Stronger

6 2 0
                                    

Brooklyn's P.O.V.

I woke up Tuesday morning. As I prop myself up on my bed, a sharp pain flies up through my left arm. I look down and see my left wrist bandaged. I guess yesterday wasn't just a dream. In the vanity mirror in front of my bed, I can see tear stains on my face. I cried myself to sleep last night. I started to tear up again as I get up from my bed and remember what happened yesterday. The kiss, the car crash, the hospital, my parents not there. I was up til around midnight crying and my parents never came home. I check my phone and see ten missed calls from Zoe, five from Wyatt, and two from my dad. There is also five text messages from Zoe and nine from Wyatt. I press my back to my wall and slide down as I open up Zoe's messages.

Zoe:
Brooklyn, u need to listen to me

Zoe:
Brook. Please let me explain. I've tried calling u

Zoe:
Brooklyn. I didn't mean to. I should have told u

Zoe:
I need to talk to you!

Zoe:
Please let me explain.

Tears began rolling down my face. I opened up Wyatt's messages.

Wyatt:
Brooklyn, please let me explain. It was all a mistake.

Wyatt:
Brooklyn we need to talk. I need to explain. Please let me.

Wyatt:
It's not what it looked like. Things were weird and it got complicated. Please forgive me. I love you.

I didn't bother reading anymore messages. I'm sobbing and I don't want to see him beg for my forgiveness through text.
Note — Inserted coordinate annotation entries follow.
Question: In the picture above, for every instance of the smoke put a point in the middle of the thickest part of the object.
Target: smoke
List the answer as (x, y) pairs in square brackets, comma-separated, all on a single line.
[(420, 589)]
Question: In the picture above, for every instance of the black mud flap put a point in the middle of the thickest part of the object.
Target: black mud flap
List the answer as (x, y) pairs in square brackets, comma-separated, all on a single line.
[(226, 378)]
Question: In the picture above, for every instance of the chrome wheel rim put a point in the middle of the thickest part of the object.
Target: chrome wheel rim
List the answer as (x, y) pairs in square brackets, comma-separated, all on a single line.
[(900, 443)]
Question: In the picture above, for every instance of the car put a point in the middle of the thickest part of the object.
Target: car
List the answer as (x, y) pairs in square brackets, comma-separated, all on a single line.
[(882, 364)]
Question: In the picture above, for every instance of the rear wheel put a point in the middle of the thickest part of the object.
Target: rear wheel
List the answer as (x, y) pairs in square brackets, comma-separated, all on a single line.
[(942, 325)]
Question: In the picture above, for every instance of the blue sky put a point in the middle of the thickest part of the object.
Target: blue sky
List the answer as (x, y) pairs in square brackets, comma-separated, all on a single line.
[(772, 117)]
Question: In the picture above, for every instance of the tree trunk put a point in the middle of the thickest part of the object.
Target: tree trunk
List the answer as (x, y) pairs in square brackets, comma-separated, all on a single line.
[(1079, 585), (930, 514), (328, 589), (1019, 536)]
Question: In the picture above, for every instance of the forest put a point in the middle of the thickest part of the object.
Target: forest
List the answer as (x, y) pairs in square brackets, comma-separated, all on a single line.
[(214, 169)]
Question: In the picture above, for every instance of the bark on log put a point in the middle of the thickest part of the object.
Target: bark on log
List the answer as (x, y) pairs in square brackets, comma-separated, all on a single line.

I throw my phone onto my bed a few feet away from me. I put my hands up to my face and cry. Bad memories fill my head and it makes me cry even harder. I cry for almost and hour before I remember what Paris said yesterday.

"You need to cry, then suck it up, fix your makeup, and do some shopping. Then, you go to a buffet, eat a lot of food, go to the gym and work out. Then, you do more shopping."